Почтеннейшая публика приняла это утверждение с благосклонным согласием. Публики той, правда, и было-то всего четыре человека — главнозаведующий городской губной управой генерал-надзиратель князь Белосельцев, заведующий Крестовой губной управой старший исправник Горюшин, старший губной пристав Поморцев да главный военный дознаватель Усть-Невского городового войска майор Степанов. Генерал-поручик Михайлов, коего тоже приглашали, сослался на занятость и заверил, что будет удовлетворен докладом Степанова.

— С позволения вашего превосходительства, — Лахвостев обратился к старшему из присутствующих, — докладывать будет подпоручик Левской. Именно Алексею Филипповичу принадлежит честь разгадки череды совершенных Бессоновым убийств.

— Хорошо, — с некоторым удивлением согласился князь Белосельцев. — Прошу всех садиться. Вы, подпоручик, тоже можете докладывать сидя.

— Ваше превосходительство, господа, — это уже я начал излагать свой доклад, когда все уселись. — Прежде всего я хотел бы особо выделить два основных, главных положения. Первое — все убийства, кроме Маркидонова, действительно совершил Бессонов. И второе — Бессонов никоим образом не маньяк.

— Это как же — не маньяк? — недоуменно спросил князь. Горюшин, Поморцев и Степанов тоже выглядели, мягко говоря, удивленными. Только Лахвостев прятал довольную улыбку.

— Маньяк действует под влиянием своего умственного и душевного расстройства, и потому не всегда способен даже понимать свои же собственные поступки, — пояснил я. — А Бессонов действовал расчетливо и осознанно, прекрасно все понимая. Как известно, любой предмет проще всего спрятать среди других таких же предметов. Вот и Бессонов решил спрятать задуманное им убийство своего дяди, купца Аникина, среди таких же убийств. В самом деле, в убийстве Аникина Бессонов был бы первым же, кого заподозрили, а в череде нескольких одинаковых по способу совершения убийств — уже нет.

Повисшее в воздухе недоверие можно было, казалось, потрогать руками. Ладно, это ненадолго.

— Пригожева Бессонов убил, как я понимаю, чтобы проверить: тварь он дрожащая, — вспомнил я не появившегося здесь Достоевского, — или способен отнять у человека жизнь. Это чисто мое умозаключение, и оно нуждается в подтверждении. Но, ваше превосходительство, господа, если на допросах Бессонова оно не подтвердится, я буду сильно удивлен.

— А вам, подпоручик, самомнения не занимать, — Белосельцев поощрительно улыбнулся.

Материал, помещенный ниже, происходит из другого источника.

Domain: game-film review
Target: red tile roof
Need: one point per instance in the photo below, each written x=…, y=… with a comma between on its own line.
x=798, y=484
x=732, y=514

— Просто я не вижу тут никакого иного объяснения, ваше превосходительство, — ответил я и продолжил: — Убийство Пригожева Бессонов совершил в исключительно благоприятных для себя условиях — на Беляковских верфях, где был убит Пригожев, Бессонова знали как Парамонова, доверенное лицо купца Аникина. То есть, если что, то именно Парамонова и искали бы.

Неполных два месяца понадобилось Бессонову, чтобы понять: убивать он может. И последовало второе убийство. Со столоначальником Торговой палаты фон Боктом Бессонов, также под личиной Парамонова, встречался для передачи ему взятки за действия в пользу купца Аникина. Знал ли фон Бокт истинное лицо того Парамонова или нет, не так уже важно. Я думаю, знал, что и стало причиной, по которой Бессонов его убил. И здесь на стороне Бессонова продолжало оставаться придуманное имя — прочим служащим палаты он был известен только как Парамонов. Убив фон Бокта, Бессонов не только устранил человека, который мог бы оказаться опасным для него свидетелем, но и создал уже цепь одинаковых убийств, в которой и должно было затеряться то убийство, ради коего все и было задумано.

На столе, к моему счастью, стоял стандартный набор — графин с водой и полдюжины стаканов. Испросив разрешения промочить горло и получив оное, я хлебнул и вернулся к изложению.

— И здесь мы подходим к главному преступлению Бессонова, тому, ради сокрытия истинной подоплеки которого и совершались остальные убийства. К убийству купца Венедикта Павловича Аникина, родного дяди Бессонова. Дяди любящего и заботливого. Аникин давал непутевому племяннику, любителю играть, деньги, спасая его от долгов. Но тут нашла коса на камень. Купцы дармоедов не любят, даже родственников, и Аникин исключением не был. Он заставлял племянника исполнять под чужой личиной поручения, которые ни один купец чужому человеку не доверит. То есть деньги, что давал Аникин, Бессонову приходилось отрабатывать, а он так не хотел. И денег тех ему было мало, он хотел больше. Точнее, он хотел получить все дядины деньги.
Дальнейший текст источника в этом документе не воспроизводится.